GG_save("figs/rating_iq_by_year.png")
## `geom_smooth()` using method = 'gam' and formula = 'y ~ s(x, bs = "cs")'
## `geom_smooth()` using formula = 'y ~ x'
#example well-known movies
cross_iq %>%
filter(numVotes >= 50000) %>%
arrange(desc(rating_iq)) %>%
select(primaryTitle, startYear, averageRating, numVotes, rating_iq) %>%
head(20)
#conversion chart: what raw rating = which IQ level, by release year
norms = cross_iq %>%
group_by(startYear) %>%
summarise(cohort_mean = mean(averageRating), cohort_sd = sd(averageRating), .groups = "drop")
conversion = norms %>%
crossing(iq = c(85, 100, 115, 130)) %>%
mutate(raw_rating = cohort_mean + (iq - 100) / 15 * cohort_sd)
conversion %>%
ggplot(aes(startYear, raw_rating, color = factor(iq))) +
geom_line(linewidth = 1) +
scale_color_manual(values = c("85" = "#E69F00", "100" = "black", "115" = "#0072B2", "130" = "#D55E00")) +
labs(
title = "IMDB rating to IQ conversion by release year",
subtitle = "Within-cohort norms: what raw rating corresponds to each IQ level?",
x = "Release year", y = "Raw IMDB rating", color = NULL
) +
scale_y_continuous(breaks = seq(4, 9, 0.5))

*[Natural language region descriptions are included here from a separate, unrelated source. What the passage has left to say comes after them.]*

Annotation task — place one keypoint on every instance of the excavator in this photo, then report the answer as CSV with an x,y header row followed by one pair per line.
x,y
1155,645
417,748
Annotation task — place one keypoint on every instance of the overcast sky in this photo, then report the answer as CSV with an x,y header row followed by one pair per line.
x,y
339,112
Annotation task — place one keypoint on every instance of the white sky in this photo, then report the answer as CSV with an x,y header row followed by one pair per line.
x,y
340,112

GG_save("figs/rating_iq_conversion.png")
#heatmap conversion table
rating_grid = seq(4, 9, by = 0.5)
year_grid = seq(1950, 2025, by = 5)
heatmap_data = norms %>%
filter(startYear %in% year_grid) %>%
crossing(raw_rating = rating_grid) %>%
mutate(iq = round(100 + 15 * (raw_rating - cohort_mean) / cohort_sd))
heatmap_data %>%
ggplot(aes(factor(startYear), factor(raw_rating), fill = iq)) +
geom_tile() +
geom_text(aes(label = iq), size = 3) +
scale_fill_gradient2(low = "#E69F00", mid = "white", high = "#0072B2", midpoint = 100) +
labs(
title = "IMDB rating to IQ conversion table",
subtitle = "Within-cohort standardization (mean=100, SD=15 per release year)",
x = "Release year", y = "Raw IMDB rating", fill = "IQ"
) +
theme(axis.text.x = element_text(angle = 45, hjust = 1))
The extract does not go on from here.